The authors derived a general theory of information from first principles that measures change in belief, recovering existing measures like entropy and Kullback-Leibler divergence, and applied it to machine learning tasks such as quantifying information in predictive models and feature selection.
Information theory provides a mathematical foundation to measure uncertainty in belief. Belief is represented by a probability distribution that captures our understanding of an outcome's plausibility. Information measures based on Shannon's concept of entropy include realization information, Kullback-Leibler divergence, Lindley's information in experiment, cross entropy, and mutual information. We derive a general theory of information from first principles that accounts for evolving belief and recovers all of these measures.
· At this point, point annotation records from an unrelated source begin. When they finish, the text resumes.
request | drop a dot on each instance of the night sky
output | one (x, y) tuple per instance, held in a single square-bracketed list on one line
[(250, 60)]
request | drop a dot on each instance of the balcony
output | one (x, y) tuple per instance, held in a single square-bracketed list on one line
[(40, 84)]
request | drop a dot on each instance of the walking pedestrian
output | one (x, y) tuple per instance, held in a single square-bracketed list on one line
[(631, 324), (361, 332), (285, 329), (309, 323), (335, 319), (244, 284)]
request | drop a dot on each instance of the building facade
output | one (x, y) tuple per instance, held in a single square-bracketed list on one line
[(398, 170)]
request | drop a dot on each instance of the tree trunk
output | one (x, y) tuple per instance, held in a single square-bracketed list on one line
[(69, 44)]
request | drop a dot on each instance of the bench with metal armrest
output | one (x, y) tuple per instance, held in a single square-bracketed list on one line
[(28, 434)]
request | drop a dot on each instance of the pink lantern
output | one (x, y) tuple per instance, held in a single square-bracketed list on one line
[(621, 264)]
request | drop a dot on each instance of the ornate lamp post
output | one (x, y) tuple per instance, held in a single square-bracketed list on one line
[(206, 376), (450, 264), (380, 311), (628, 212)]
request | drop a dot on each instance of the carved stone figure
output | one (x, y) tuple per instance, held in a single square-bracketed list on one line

Rather than simply gauging uncertainty, information is understood in this theory to measure change in belief. We may then regard entropy as the information we expect to gain upon realization of a discrete latent random variable. This theory of information is compatible with the Bayesian paradigm in which rational belief is updated as evidence becomes available. Furthermore, this theory admits novel measures of information with well-defined properties, which we explore in both analysis and experiment. This view of information illuminates the study of machine learning by allowing us to quantify information captured by a predictive model and distinguish it from residual information contained in training data. We gain related insights regarding feature selection, anomaly detection, and novel Bayesian approaches.